Watson shook his head. ‘Not yet. And not much to go on either. We may have to wait till a mum or girlfriend reports him missing.’

‘Not even a description?’

‘None of the passers-by is fit to be questioned. Not yet anyway.’

‘So what about Brigadier-General Whassisname?’

‘Dean.’

‘Yes. Where is he?’

‘He’s at home. A doctor’s been to take a look at him, but he seems all right. A bit shocked.’

‘A bit? Someone rips the arse out of his car and he’s a bit shocked?’ Rebus sounded doubtful. Watson’s eyes were fixed on the advancing line of debris collectors.

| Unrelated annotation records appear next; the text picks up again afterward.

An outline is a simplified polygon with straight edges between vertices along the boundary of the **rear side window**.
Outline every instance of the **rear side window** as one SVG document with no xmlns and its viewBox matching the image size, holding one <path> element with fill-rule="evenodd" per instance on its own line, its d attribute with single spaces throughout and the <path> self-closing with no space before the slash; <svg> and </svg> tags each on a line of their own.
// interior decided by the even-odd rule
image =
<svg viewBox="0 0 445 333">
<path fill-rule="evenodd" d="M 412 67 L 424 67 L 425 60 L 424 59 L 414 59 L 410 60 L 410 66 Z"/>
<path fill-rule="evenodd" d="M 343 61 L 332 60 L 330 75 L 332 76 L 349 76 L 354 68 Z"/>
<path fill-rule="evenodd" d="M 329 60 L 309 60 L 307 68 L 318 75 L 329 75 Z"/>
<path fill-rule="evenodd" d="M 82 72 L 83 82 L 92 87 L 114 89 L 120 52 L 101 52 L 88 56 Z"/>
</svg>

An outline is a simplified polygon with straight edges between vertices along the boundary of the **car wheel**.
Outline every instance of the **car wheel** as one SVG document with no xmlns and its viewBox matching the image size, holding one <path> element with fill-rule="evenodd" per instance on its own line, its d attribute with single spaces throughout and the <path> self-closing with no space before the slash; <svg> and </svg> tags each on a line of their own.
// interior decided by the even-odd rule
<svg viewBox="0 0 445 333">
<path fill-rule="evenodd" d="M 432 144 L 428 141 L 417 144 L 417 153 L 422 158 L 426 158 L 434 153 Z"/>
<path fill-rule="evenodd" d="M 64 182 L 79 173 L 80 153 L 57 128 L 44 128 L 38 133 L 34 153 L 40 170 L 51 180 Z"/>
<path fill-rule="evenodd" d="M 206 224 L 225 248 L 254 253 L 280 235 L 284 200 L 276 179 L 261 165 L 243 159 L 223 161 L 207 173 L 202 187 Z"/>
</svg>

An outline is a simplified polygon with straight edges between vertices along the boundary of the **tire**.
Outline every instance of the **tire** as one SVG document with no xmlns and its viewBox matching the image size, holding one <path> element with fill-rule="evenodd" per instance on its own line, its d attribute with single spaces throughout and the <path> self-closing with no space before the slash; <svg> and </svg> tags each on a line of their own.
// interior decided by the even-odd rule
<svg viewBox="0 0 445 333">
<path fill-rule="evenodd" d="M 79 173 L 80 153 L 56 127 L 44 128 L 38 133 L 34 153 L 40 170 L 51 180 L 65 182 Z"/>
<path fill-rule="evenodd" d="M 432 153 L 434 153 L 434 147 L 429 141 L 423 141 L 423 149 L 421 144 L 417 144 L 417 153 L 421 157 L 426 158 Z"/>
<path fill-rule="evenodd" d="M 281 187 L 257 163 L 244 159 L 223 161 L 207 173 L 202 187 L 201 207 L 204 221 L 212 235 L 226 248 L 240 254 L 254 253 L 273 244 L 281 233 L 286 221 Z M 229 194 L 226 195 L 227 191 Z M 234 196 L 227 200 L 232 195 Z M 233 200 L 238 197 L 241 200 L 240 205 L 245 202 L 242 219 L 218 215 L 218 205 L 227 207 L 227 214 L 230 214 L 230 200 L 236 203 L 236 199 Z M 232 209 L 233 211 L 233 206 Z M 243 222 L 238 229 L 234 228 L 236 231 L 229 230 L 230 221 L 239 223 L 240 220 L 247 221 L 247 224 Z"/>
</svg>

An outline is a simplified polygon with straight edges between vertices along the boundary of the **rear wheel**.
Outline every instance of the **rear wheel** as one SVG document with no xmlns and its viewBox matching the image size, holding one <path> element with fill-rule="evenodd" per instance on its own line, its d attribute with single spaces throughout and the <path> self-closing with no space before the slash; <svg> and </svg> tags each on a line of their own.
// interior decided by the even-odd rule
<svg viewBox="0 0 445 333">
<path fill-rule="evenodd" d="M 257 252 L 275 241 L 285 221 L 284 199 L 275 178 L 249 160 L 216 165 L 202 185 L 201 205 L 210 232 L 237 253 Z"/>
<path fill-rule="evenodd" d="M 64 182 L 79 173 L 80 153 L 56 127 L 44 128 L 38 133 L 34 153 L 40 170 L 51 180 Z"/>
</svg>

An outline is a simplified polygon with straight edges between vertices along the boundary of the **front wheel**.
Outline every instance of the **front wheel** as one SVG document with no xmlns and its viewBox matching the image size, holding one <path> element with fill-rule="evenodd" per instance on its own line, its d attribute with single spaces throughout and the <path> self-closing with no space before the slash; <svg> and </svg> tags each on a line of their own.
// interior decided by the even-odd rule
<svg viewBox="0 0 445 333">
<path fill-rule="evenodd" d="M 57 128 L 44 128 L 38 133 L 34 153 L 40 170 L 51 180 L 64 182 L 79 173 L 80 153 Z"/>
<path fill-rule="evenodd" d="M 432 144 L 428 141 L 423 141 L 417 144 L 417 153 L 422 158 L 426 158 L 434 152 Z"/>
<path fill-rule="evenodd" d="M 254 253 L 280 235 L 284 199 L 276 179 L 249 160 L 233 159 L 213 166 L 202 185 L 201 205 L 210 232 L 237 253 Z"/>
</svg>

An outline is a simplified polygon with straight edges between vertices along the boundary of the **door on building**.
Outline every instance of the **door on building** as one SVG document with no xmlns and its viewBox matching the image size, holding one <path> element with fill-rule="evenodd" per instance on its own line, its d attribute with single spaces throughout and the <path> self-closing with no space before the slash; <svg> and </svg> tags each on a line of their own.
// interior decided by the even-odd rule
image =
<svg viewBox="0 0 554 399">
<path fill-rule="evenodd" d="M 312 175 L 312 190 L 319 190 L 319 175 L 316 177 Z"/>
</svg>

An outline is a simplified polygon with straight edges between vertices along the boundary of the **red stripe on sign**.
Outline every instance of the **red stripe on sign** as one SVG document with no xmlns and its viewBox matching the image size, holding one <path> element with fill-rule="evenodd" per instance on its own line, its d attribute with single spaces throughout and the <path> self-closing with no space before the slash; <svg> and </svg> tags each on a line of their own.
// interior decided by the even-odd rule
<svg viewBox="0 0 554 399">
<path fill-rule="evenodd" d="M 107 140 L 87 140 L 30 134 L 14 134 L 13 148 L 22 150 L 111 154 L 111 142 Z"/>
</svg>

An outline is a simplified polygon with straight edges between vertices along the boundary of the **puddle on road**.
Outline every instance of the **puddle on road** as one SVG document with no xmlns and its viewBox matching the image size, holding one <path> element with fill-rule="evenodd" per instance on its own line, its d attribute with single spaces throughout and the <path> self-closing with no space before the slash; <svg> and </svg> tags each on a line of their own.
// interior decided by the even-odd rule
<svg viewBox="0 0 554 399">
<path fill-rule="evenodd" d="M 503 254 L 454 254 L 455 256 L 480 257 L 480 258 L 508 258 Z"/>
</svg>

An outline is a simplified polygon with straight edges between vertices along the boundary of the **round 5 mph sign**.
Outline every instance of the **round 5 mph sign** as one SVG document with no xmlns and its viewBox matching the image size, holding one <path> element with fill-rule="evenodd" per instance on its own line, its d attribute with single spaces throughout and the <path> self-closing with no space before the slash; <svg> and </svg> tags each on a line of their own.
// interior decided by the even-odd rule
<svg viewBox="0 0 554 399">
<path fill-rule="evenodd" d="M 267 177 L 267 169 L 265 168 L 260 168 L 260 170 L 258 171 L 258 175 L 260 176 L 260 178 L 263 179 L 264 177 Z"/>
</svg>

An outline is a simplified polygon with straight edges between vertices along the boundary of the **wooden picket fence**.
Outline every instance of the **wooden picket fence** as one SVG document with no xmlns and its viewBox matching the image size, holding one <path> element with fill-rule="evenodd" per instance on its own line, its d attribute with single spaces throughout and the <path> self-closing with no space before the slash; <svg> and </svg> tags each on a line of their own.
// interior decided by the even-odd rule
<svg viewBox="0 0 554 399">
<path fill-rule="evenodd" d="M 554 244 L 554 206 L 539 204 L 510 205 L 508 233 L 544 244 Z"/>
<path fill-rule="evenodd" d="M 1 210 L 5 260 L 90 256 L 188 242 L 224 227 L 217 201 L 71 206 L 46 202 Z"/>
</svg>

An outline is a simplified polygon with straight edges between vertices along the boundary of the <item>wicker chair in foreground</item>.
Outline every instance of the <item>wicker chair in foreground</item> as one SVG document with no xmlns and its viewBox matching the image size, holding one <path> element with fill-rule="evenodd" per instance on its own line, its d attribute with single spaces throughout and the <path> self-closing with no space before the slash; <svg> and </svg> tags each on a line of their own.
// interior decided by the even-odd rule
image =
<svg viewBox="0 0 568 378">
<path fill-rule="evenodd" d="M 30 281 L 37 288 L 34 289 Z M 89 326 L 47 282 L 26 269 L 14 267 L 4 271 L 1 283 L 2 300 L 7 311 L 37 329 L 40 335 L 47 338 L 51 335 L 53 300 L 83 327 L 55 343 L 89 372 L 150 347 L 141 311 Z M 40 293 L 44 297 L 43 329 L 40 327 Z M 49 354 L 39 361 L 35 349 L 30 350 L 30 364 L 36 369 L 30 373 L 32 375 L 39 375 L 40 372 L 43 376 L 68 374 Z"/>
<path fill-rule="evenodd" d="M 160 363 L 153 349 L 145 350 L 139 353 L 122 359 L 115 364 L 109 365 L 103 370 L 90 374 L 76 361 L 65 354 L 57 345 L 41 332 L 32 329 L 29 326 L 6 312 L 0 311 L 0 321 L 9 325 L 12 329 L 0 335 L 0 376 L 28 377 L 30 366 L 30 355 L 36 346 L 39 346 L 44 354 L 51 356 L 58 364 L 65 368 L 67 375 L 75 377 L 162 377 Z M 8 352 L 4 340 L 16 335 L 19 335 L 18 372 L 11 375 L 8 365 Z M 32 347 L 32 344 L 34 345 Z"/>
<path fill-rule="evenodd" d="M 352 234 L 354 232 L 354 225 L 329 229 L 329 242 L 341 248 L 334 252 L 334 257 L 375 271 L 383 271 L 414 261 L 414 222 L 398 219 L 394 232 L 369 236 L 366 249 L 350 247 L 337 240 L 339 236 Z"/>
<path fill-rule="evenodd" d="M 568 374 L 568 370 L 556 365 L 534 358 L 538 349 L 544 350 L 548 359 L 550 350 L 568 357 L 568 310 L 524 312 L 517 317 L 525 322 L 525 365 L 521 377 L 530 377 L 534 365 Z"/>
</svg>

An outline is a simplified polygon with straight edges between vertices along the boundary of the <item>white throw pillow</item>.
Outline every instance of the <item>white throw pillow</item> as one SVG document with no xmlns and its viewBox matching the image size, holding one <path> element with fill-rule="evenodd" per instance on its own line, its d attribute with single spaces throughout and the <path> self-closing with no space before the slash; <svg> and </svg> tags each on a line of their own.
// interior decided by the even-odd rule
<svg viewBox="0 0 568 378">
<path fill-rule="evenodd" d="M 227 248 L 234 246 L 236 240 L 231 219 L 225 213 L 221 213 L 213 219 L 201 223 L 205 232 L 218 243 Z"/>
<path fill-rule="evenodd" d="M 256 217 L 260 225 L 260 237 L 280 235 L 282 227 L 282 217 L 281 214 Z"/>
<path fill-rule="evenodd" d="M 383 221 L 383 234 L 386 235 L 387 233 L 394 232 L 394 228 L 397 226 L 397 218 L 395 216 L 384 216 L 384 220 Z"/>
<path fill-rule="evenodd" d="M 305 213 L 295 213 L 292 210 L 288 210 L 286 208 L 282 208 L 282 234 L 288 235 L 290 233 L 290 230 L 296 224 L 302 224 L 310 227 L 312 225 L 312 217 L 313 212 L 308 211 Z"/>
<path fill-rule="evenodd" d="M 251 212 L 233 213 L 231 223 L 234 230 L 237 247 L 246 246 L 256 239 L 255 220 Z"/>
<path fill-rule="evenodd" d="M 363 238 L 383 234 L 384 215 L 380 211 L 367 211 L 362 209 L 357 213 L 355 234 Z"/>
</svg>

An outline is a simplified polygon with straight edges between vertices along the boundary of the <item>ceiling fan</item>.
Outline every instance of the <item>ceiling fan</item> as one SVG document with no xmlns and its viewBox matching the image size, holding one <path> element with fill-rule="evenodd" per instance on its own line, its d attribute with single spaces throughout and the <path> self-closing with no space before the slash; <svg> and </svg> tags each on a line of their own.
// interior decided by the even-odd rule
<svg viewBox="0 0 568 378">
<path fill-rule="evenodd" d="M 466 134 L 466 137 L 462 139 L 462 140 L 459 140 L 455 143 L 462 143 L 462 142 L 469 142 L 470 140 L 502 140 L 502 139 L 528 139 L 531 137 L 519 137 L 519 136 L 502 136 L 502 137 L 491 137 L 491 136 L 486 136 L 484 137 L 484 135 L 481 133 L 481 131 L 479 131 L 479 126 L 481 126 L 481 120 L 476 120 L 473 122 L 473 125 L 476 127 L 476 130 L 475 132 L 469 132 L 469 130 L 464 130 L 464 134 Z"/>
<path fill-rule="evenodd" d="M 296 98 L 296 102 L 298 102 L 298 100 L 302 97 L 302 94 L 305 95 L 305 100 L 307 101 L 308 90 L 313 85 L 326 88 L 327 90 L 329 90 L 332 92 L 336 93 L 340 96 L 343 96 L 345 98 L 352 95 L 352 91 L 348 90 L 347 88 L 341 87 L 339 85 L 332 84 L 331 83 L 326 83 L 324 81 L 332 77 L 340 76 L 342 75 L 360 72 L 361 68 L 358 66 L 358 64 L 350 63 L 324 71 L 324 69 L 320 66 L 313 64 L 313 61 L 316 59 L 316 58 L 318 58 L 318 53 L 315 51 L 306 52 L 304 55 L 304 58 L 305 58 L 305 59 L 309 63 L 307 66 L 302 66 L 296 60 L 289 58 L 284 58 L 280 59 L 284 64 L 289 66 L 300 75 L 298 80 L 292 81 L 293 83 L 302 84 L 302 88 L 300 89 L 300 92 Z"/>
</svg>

‘I get the feeling he’s seen worse.’ He turned to Rebus. ‘Why don’t you have a word with him, John? See what you think.’

Rebus nodded slowly. ‘Aye, why not,’ he said. ‘Anything for a laugh, eh, sir?’

Watson seemed stuck for a reply, and by the time he’d formed one Rebus had wandered back through the cordon, hands in trouser pockets, looking for all the world like a man out for a stroll on a balmy summer’s evening. Only then did the Superintendent remember that this was Rebus’s day off. He wondered if it had been such a bright idea to send him off to talk to Brigadier-General Dean. Then he smiled, recalling that he had brought John Rebus out here precisely because something didn’t quite feel right. If he could feel it, Rebus would feel it too, and would burrow deep to find its source — as deep as necessary and, perhaps, deeper than was seemly for a Superintendent to go.

Yes, there were times when even Detective Inspector John Rebus came in useful.

It was a big house. Rebus would go further. It was bigger than the last hotel he’d stayed in, though of a similar style: closer to Hammer Films than House and Garden . A hotel in Scarborough it had been; three days of lust with a divorced school-dinner lady. School-dinner ladies hadn’t been like that in Rebus’s day... or maybe he just hadn’t been paying attention.